Dari rangkaian acara ini diharapkan bimbingan dan konseling memiliki peran dan posisi yang amat strategis dalam upaya membangun watak bangsa seperti yang terkandung dalam Undang-undang nomor 20 Tahun 2003 tentang Sistem Pendidikan Nasional, maka jelas bahwa esensi pendidikan nasional adalah “membangun watak bangsa” atau “national character building”.

Seperti yang dijelaskan oleh Prof. Dr. Moh. Surya, terkait dengan watak. Apakah watak itu? Watak atau karakter pada hakekatnya merupakan ciri kepribadian yang berkaitan dengan timbangan nilai moralitas normatif yang berlaku. Kualitas watak seseorang akan tercermin pada penampilan kepribadiannya ditinjau dari sudut timbangan nilai moral normatif. Seseorang dikatakan memiliki kualitas watak yang baik apabila menampilkan perilaku yang sesuai dengan nilai-nilai moral yang berlaku. Watak yang utuh merupakan penampilan moralitas kepribadian secara paripurna menurut timbangan keutuhan nilai yang mencakup aspek emosional, intelektual, moral, dan spiritual.

Dalam sebuah tulisan yang dimuat dalam Jurnal “The ASCA Counselor” Vol. 35 no. 2 (1998), Sharon Wisniewski & Keneth Miller menyebutkan bahwa watak dipandang sebagai suatu hubungan timbal balik yang sehat antara diri (self) dengan tiga hal yang pasti ada, yaitu lingkungan internal (diri), lingkungan eksternal (orang lain dan lingkungan fisik), dan lingkungan spiritual (sesuatu yang maha besar dan abadi dari diri). Atas dasar pandangan itu, ada empat tingkatan kualitas watak, yaitu tingkatan 0 (nol), tingkatan satu, tingkatan dua, dan tingkatan tiga.

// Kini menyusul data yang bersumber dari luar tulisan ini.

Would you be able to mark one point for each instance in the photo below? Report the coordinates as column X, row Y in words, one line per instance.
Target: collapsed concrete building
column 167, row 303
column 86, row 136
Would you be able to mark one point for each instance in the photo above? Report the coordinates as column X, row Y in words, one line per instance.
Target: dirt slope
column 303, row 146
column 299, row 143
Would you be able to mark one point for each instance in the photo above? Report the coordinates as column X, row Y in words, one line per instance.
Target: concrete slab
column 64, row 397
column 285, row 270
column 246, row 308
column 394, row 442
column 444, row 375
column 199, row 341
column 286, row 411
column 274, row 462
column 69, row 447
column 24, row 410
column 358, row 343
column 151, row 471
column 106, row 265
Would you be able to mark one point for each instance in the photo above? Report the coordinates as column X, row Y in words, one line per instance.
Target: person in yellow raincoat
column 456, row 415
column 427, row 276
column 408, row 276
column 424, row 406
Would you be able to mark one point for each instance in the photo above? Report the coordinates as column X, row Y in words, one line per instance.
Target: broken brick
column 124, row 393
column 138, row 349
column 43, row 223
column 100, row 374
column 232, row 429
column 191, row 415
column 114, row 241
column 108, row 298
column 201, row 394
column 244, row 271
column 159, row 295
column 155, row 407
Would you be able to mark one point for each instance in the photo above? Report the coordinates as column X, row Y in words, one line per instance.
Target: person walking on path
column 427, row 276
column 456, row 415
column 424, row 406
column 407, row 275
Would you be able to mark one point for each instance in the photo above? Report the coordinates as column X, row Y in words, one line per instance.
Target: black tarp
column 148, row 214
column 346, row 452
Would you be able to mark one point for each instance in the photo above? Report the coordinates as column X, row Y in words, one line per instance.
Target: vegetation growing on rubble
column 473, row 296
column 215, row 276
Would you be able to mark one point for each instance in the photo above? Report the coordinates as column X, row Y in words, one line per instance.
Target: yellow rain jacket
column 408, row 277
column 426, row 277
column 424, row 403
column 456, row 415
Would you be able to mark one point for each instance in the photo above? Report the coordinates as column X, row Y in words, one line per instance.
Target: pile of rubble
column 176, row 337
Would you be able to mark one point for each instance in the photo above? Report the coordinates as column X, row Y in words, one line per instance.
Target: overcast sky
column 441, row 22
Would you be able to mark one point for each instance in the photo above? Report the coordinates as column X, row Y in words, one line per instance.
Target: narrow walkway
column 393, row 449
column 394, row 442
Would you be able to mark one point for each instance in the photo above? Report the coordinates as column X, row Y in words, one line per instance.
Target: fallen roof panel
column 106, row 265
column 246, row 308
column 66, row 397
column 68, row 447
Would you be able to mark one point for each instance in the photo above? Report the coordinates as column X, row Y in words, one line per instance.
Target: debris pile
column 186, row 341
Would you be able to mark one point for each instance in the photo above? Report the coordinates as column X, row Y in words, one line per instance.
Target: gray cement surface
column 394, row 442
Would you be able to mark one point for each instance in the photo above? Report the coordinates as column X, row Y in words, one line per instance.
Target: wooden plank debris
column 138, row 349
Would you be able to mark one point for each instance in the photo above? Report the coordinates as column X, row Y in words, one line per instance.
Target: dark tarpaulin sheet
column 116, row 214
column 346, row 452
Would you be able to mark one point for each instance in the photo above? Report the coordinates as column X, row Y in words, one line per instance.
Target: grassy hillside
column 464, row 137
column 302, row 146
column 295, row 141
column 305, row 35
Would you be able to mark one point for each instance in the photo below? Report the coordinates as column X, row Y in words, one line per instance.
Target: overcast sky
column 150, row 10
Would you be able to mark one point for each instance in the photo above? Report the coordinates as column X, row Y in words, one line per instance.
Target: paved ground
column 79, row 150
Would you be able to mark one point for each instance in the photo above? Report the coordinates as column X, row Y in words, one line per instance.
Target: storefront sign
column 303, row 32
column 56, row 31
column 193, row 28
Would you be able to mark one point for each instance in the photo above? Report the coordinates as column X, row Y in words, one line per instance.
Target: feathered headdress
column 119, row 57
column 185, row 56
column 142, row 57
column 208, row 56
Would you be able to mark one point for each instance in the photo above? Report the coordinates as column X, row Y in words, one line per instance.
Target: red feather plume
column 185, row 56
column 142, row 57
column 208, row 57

Watak tingkatan nol, merupakan tingkatan watak yang sifatnya sedikit atau tidak ada timbangan-timbangan moral dalam perilaku sebagai ciri-ciri kepribadiannya. Tingkatan nol ini disebut sebagai “reactive personality” atau kepribadian reaktif yaitu kepribadian yang terwujud dari perilaku-perilaku yang sifatnya reaktif. Watak tingkatan satu, merupakan watak yang ditandai dengan kemampuan melakukan hubungan timbal balik secara sehat terhadap dirinya sendiri dengan kendali emosional yang mantap. Watak tingkatan kedua, merupakan watak dalam tingkatan kemampuan untuk melakukan hubungan timbal balik secara sehat antara dirinya dengan orang lain dan lingkungan yang lebih luas. Stephen Covey menyebutnya sebagai “interdependent personality” atau kepribadian yang mampu melakukan hubungan timbal balik dengan pihak-pihak di luar dirinya. Watak tingkatan tiga, adalah watak yang ditandai dengan kemampuan melakukan hubungan timbal balik secara sehat dengan lingkungan Maha besar di luar dirinya yaitu “Tuhan Yang Maha Kuasa”, disamping kemampuannya berhubungan timbal balik secara sehat dengan dirinya sendiri dan orang lain serta lingkungan.

Dengan memperhatikan uraian di atas, pada dasarnya makna watak yang utuh akan tercermin apabila telah mencapai pada tingkatan ketiga secara kumulatif. Dalam konteks ”national character building”, layanan bimbingan & konseling harus mampu membangun watak tingkatan ketiga sebagai watak paripurna yang dilandasi dengan nilai-nilai kecerdasan intelektual, kecerdasan emosional, kecerdasan moral, dan kecerdasan spiritual. Semua kualitas watak itu harus menjadi haluan dari keseluruhan layanan bimbingan dan konseling.